Debi Coleman, the division’s financial controller, was more interested in the past than the future and, much like a child hoping for a familiar bedtime tale, asked Jobs to tell the newcomers how he had silenced the founder of Osborne Computers whose portable computer had been putting a dent in Apple’s sales. “Tell us what you told Adam Osborne,” she implored. With a reluctant shrug Jobs waited for the anticipation to build before embarking on the story. “Adam Osborne is always dumping on Apple. He was going on and on about Lisa and when we would ship Lisa and then he started joking about Mac. I was trying to keep my cool and be polite but he kept asking, ‘What’s this Mac we’re hearing about? Is it real?’ He started getting under my collar so much that I told him, ‘Adam, it’s so good that even after it puts your company out of business, you’ll still want to go out and buy it for your kids.’”

The group alternated between the indoor sessions and alfresco sessions on a bank of sun-parched grass. Some foraged in a cardboard box and donned T-shirts that had the computer’s name racing across the chest in a punky script. The retreat seemed a cross between a confessional and a group-encounter session. There was a nervous, slightly strained, jocularity but the old-timers who had attended previous retreats said the atmosphere was relaxed and low-key. A couple of the programmers muttered that they would have preferred to stay and work in Cupertino, but they lounged on the grass and listened to briefings from other members of the group.

Some picked at bowls of fruit, cracked walnuts, and crumpled soft-drink cans while Michael Murray, a dark-haired marketing man with dimples and mirrored sunglasses, rattled through industry charts and projected sales rates and market share. He showed how Mac would be introduced between the more expensive office computers made by competitors like IBM, Xerox, and Hewlett-Packard and the cheaper home computers sold by companies like Atari, Texas Instruments, and Commodore. “We’ve got a product that should be selling for five thousand dollars but we have the magic to sell for under two thousand. We’re going to redefine the expectations of a whole group of people.” He was asked how sales of Mac would affect Apple’s office computer, Lisa, which was a more elaborate computer but built around the same principles.

“There is one disaster scenario,” Murray admitted. “We could say Lisa was a great exercise for Apple. We can put it down to experience and sell ten.”

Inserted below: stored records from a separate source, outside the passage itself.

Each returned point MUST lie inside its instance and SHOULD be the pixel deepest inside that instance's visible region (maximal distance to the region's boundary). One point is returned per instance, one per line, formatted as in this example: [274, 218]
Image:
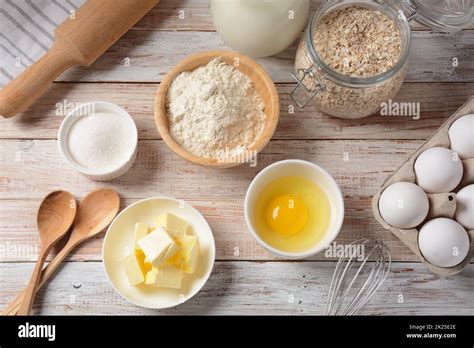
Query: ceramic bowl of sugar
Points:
[217, 109]
[99, 140]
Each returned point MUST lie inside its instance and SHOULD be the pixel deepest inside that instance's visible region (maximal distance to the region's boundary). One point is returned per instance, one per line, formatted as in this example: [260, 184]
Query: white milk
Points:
[259, 28]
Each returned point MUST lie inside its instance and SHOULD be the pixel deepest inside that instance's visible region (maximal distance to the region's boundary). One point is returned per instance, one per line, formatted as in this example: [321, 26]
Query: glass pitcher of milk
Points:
[259, 28]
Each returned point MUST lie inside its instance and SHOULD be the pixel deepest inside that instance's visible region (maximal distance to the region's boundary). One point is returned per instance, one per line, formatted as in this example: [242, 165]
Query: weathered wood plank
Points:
[437, 102]
[28, 169]
[248, 288]
[19, 236]
[219, 194]
[197, 16]
[151, 54]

“Lisa is going to be incredibly great,” Jobs interjected firmly. “It will sell twelve thousand units in the first six months and fifty thousand in the first year.”

The marketing sorts talked of ploys to boost sales. They discussed the importance of trying to sell or donate hundreds of Macs to universities with gilded reputations.

“Why not sell Mac to secretaries?” asked Joanna Hoffman, a perky woman with a faint foreign accent.

“We don’t want companies to think the machine is a word processor,” Murray retorted.

“There’s a way to solve that problem,” Hoffman countered. “We could say to the secretaries: ‘Here’s your chance to grow into an area associate.’”

There was a discussion of improving sales overseas. “We have the kind of hi-tech magnetism that can attract the Japanese,” Hoffman mentioned. “But there’s no way they can succeed here while we’re here and we’re going to succeed there regardless.”

“We were very big in Japan until recently,” Bill Fernandez, a beanstalk-thin technician, observed in a pinched staccato.

Chris Espinosa, manager of the writers who prepared the computer’s instruction manuals, slopped in his sandals to the front of the group. He had just turned twenty-one, and as he pulled some notes from a small red backpack he announced, “You all missed a great party.”

“I heard there was free acid,” somebody piped up.